Tuesday, May 10, 2011

Choosing a Church Architect, Part II


I was reminded, when our architects visited again for Easter, of how unconventional our 'selection process' was.  That's their further development of the site plan, including a memorial pavilion to the two young soldiers lost from our congregation, above.

The pavilion is where it all started; when we didn't have the money to build on our 100 acres, the congregation decided to focus on developing the front twenty-five or so intended to be open to the public in a park-like setting, which would include a memorial pavilion to the (then one) young man who had been killed in Iraq, and a lake, and walking trails.  I felt near panic at the possibility of a decision to erect a faux-Victorian gazebo from the building store down the street.

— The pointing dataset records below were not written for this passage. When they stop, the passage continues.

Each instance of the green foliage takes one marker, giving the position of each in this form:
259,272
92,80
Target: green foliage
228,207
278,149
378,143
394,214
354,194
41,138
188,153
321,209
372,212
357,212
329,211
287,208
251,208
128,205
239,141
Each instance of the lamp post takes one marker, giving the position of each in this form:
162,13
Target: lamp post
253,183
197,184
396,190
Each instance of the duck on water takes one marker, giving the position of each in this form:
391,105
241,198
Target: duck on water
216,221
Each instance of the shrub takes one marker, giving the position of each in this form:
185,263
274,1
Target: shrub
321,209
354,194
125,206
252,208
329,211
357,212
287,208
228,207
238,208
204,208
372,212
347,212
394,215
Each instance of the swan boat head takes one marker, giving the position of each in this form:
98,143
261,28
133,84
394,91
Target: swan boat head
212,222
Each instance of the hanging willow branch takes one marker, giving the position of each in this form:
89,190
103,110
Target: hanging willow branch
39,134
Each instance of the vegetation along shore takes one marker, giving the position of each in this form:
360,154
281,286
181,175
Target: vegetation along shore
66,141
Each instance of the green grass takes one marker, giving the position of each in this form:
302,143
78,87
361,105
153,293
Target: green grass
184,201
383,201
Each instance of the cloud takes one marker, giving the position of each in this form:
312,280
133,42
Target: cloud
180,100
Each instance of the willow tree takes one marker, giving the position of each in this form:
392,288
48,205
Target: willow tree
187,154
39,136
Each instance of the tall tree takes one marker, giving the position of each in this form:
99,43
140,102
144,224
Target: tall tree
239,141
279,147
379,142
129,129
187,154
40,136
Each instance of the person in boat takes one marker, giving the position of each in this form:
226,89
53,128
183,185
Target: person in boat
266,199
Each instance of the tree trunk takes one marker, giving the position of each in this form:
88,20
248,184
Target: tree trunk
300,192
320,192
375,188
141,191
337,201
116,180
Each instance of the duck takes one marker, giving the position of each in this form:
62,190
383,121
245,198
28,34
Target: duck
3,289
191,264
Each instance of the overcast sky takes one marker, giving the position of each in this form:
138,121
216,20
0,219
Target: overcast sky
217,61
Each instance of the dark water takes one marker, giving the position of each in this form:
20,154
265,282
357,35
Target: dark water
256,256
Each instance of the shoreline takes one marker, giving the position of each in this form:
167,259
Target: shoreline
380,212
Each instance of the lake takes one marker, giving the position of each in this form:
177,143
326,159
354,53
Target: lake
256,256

Somewhere around page 50 of a desperate google search for 'pavilion' I turned up this:


Never mind that it had been in the courtyard of the British Library, which is one of my favorite places in the great wide world;  it had a single post (an idea that had been in my mind as a symbolic sentinel) with support beams which my church-design mind read as a cross, it had been constructed to interact with the sunlight timed to a poetry reading (light is a guiding concept for our church), and it had been constructed by students from stock lumber (woohoo!  we could build it ourselves!), so I sent off an email inquiry in hopes that we could just buy the design for some reasonable sum and duplicate it on the lone prairee.

But that is not how proper architects work, and the d's of drdh would no more sell me a pavilion design that was made for another place than they would have sold me a stock church plan made for another church...not out of preciousness but because they knew, as I didn't completely understand at the time, that only a design made for us would really work for us.  And when we sat down and had a long talk about the church, and the land, and the light, and Aldo van Eyck, they said they would be happy to make us a pavilion but they really wanted to help us build our building.

If you search out conventional wisdom about how to hire a church architect, one of the most common is 'only use a church specialist, only use a firm that has designed many churches'.   This is usually put forward by firms who, guess what, specialize in churches.  Whether you choose to go with a 'specialist' or not (and we didn't) doesn't really matter though, if you just remember that in seeking out an architect you're looking for two things, and wherever you find them that will be a good place:

Skill, and Sympathy.
Skill - The firm's work (and yes, you should meet the principals, not some sales department; if you're given any sort of a marketing pitch cross them off your list immediately) should impress you.  It doesn't really matter if they're churches or not.  For 'skill' do not read 'wow-factor', as in bright colors and swoopy exteriors, and remember that gigantic media screens are not equivalent to good design.  Does their portfolio show that they think deeply about what buildings mean to people?  About how space works, and how people work within it?   About finished details?  Have they made spaces that look to you like they would feel good to be in?

Sympathy - Are the principals in sympathy with your goals and desires for the building?  If so, they will also be in sympathy with your budget, and respectful of it.   Do you feel comfortable with them as people, with how they listen and respond to you?  Do they WANT to build your church?  Never work with someone that you have to drag into the job. 
After a few more visits and talks it was clear that our architects wanted to build our church, and we wanted them to build it.  That arrangement, not just of mutual benefit but of mutual desire to accomplish, lends mutual trust.  And knowing them to be 'men of skill', as it were (see Exodus 31:2-5) freed us from the compulsion to prescribe their work, or to submit every detail to a committee review--one of the perennial complaints about the building process within churches.  We knew that they could come up with better answers on our behalf than we could on our own.  And they have.